En el avión, desde la ventana, en el viaje de ida, disfruté de la delicia de la verde Galicia, más bonita cuanto más lejana, porque ya no le distingues las múltiples huellas del pecado original (eso que llaman feísmo los modernos). Y al poco, cuando la tierra pasaba del verde al gris verdoso noté unos puntitos en un área rojiza, como un parque de juegos infantiles: eran las Médulas.

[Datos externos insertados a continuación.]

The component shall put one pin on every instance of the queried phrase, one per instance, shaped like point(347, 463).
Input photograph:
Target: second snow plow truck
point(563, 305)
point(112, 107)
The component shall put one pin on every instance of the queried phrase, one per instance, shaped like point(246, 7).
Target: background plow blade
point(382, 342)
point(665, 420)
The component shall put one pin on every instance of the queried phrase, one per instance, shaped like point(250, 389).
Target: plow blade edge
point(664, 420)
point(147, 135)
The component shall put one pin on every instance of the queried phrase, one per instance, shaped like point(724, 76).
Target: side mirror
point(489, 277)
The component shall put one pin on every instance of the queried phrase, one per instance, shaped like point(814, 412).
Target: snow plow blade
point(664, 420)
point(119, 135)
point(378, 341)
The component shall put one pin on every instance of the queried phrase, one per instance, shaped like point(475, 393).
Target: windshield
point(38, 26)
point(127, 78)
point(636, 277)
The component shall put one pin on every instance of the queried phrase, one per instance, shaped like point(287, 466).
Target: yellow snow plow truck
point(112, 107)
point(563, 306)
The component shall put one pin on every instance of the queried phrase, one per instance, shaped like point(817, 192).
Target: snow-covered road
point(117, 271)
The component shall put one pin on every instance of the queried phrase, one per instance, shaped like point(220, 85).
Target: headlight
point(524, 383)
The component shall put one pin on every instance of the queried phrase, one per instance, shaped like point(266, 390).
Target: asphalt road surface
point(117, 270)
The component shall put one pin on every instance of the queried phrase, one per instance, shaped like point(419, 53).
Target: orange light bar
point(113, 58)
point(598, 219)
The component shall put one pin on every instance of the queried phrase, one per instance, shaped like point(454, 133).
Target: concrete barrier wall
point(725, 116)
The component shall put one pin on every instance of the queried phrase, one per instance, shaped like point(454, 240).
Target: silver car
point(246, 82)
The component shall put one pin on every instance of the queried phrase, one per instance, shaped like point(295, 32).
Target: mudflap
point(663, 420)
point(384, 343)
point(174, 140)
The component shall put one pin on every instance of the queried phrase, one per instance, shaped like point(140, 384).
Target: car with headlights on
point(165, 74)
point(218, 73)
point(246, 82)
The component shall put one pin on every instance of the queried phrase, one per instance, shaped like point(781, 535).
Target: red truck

Me entretuve luego en mirar los campos parcelados, parches de tierras entre las telas de araña de los pueblos, las cajas de quesitos más o menos redondos que deja el regadío moderno, como diagramas de geógrafos.
Al poco, los pueblos antes dispersos se iban amontonando en torno a uno que resultó ser Madrid. Vi las torres de Chamartin, el Bernabeu, el barrio de Salamanca, el Retiro (pulsiones de ricachón, ya se ve). Y para qué seguir con este estilo grandilocuente, si tengo fotos:
Otro poquito más y vi por primera vez la Albufera. Nos metimos en el mar y la volvimos a ver, sin poder competir en color con el mar:
Este verano estuvimos más de diez días en Galicia, incluído tu Santiago. No hizo mal tiempo ninguno de ellos, así que cuando escucho en la radio o veo el mal tiempo que ahora tenéis pienso que eso no lo he visto todavía, algún día. Cuando vuelas de Roma a Zaragoza, por ejemplo, los campos circulares de Binéfar son sin duda los más grandes que se ven, y el avión comienza, sorprendentemente para nosotros, a perder altura ya desde Binéfar. En fin, viajar, otra luz.